Kevin Scaldeferri put together an article named “Secrets of a NRQL Wizard” that I refer to regularly for an advanced NRQL refresher.

At the bottom the article, there is a discussion of Pearson Correlation Coefficient.

Formula:
( count() * sum(x * y) - sum(x) * sum(y) )/ ( sqrt(count() * sum(pow(x,2)) - pow(sum(x),2)) * sqrt(count(*) * sum(pow(y,2)) - pow(sum(y,2))) )

His example uses databaseCallCount and duration.

I want to correlation response time (duration) and external service calls (externalCallCount). I haven’t gotten it to work yet.

Here’s my NRQL:
SELECT
SELECT (count() * sum(duration * externalCallCount) - sum(duration) * sum(externalCallCount)) / (sqrt(count() * sum(pow(duration,2)) - pow(sum(duration),2)) * sqrt(count(*) * sum(pow(externalCallCount,2)) - pow(sum(externalCallCount,2)))) AS ‘pearson correlation’ FROM Transaction WHERE appName=’’ AND externalCallCount IS NOT NULL

When executed I get: NRQL Syntax Error
Not supported: Call{target=Id{name=‘sum’, isQuoted=false}, arguments=CallArguments{positionalArgs=[Id{name=‘duration’, isQuoted=false}], kwargs={}}} (at line 1 column 141)

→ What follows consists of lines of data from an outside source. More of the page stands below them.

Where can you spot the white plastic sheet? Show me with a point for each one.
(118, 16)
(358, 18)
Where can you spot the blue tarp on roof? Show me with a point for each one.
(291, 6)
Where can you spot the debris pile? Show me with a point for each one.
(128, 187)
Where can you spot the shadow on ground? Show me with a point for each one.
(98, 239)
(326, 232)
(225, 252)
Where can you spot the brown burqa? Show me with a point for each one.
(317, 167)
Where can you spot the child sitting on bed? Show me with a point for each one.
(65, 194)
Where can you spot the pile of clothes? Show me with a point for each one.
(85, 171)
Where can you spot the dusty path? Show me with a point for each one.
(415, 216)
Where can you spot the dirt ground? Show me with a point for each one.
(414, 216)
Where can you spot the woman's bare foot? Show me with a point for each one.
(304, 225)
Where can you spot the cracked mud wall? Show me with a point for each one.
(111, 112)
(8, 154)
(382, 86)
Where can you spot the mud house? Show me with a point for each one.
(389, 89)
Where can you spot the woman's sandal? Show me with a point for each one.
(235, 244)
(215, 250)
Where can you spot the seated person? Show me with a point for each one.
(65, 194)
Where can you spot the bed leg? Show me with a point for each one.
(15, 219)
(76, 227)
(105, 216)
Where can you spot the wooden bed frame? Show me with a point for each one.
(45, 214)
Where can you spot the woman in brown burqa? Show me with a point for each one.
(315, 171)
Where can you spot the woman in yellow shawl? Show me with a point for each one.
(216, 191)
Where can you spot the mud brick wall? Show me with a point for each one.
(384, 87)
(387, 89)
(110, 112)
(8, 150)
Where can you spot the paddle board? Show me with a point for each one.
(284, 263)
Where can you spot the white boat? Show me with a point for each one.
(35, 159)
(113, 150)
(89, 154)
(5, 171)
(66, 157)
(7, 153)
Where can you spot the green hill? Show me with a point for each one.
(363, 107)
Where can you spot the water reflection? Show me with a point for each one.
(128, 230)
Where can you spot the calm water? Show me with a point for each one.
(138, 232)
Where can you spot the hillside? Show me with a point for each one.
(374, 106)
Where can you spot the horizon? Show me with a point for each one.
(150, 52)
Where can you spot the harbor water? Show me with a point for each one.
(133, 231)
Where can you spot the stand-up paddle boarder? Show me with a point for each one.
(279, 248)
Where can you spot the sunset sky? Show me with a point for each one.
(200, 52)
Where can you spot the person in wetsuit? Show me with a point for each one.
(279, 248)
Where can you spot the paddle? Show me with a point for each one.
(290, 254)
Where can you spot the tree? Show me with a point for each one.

Has anyone else successfully gotten the Pearson Correlation Coefficient formula to work?

#2

That’s an interesting one @CHRISTOPHER.MCKENNA - I have not been able to get that query to work either.

Let’s ping Kevin to see if he could shed some light on that query @kscaldeferri

#3

It looks like there’s a small typo in your formula. `pow(sum(externalCallCount,2))` should be `pow(sum(externalCallCount),2)`. I was able to get
`SELECT (count(*) * sum(duration * externalCallCount) - sum(duration) * sum(externalCallCount)) / (sqrt(count(*) * sum(pow(duration,2)) - pow(sum(duration),2)) * sqrt(count(*) * sum(pow(externalCallCount,2)) - pow(sum(externalCallCount),2))) AS 'pearson correlation' FROM Transaction WHERE appName='...' AND externalCallCount IS NOT NULL`

to work for me. (For other readers, note that in the original post, `count(*)` is being rendered incorrectly in a couple places.)

Glad to hear that you’ve gotten value from the post #4

Thank you for your response @kscaldeferri . One parenthesis can throw the whole thing off.

I’m curious, can I use the coefficient to correlate throughput and response time using NRQL?